1. Academic Validation
  2. Chemoproteomics-enabled discovery of a covalent molecular glue degrader targeting NF-κB

Chemoproteomics-enabled discovery of a covalent molecular glue degrader targeting NF-κB

  • Cell Chem Biol. 2023 Apr 20;30(4):394-402.e9. doi: 10.1016/j.chembiol.2023.02.008.
Elizabeth A King 1 Yoojin Cho 1 Nathan S Hsu 1 Dustin Dovala 2 Jeffrey M McKenna 3 John A Tallarico 3 Markus Schirle 3 Daniel K Nomura 4
Affiliations

Affiliations

  • 1 Department of Chemistry, University of California, Berkeley, Berkeley, CA 94720, USA; Novartis-Berkeley Translational Chemical Biology Institute, Berkeley, CA 94720, USA; Innovative Genomics Institute, Berkeley, CA 94704, USA.
  • 2 Novartis-Berkeley Translational Chemical Biology Institute, Berkeley, CA 94720, USA; Novartis Institutes for BioMedical Research, Emeryville, CA 94608, USA.
  • 3 Novartis-Berkeley Translational Chemical Biology Institute, Berkeley, CA 94720, USA; Novartis Institutes for BioMedical Research, Cambridge, MA 02139, USA.
  • 4 Department of Chemistry, University of California, Berkeley, Berkeley, CA 94720, USA; Novartis-Berkeley Translational Chemical Biology Institute, Berkeley, CA 94720, USA; Innovative Genomics Institute, Berkeley, CA 94704, USA; Department of Molecular and Cell Biology, University of California, Berkeley, Berkeley, CA 94720, USA. Electronic address: dnomura@berkeley.edu.
Abstract

Targeted protein degradation has arisen as a powerful therapeutic modality for degrading disease targets.

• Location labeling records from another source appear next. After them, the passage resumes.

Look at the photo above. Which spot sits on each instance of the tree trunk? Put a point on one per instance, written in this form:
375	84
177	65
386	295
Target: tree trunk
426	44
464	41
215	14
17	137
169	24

While proteolysis-targeting chimera (PROTAC) design is more modular, the discovery of molecular glue degraders has been more challenging. Here, we have coupled the phenotypic screening of a covalent ligand library with chemoproteomic approaches to rapidly discover a covalent molecular glue degrader and associated mechanisms. We have identified a cysteine-reactive covalent ligand EN450 that impairs leukemia cell viability in a NEDDylation and proteasome-dependent manner. Chemoproteomic profiling revealed covalent interaction of EN450 with an allosteric C111 in the E2 ubiquitin-conjugating Enzyme UBE2D. Quantitative proteomic profiling revealed the degradation of the oncogenic transcription factor NFKB1 as a putative degradation target. Our study thus puts forth the discovery of a covalent molecular glue degrader that uniquely induced the proximity of an E2 with a transcription factor to induce its degradation in Cancer cells.

Keywords

E2 ligase; NFKB1; UBE2D; activity-based protein profiling; molecular glue; targeted protein degradation; transcription factor.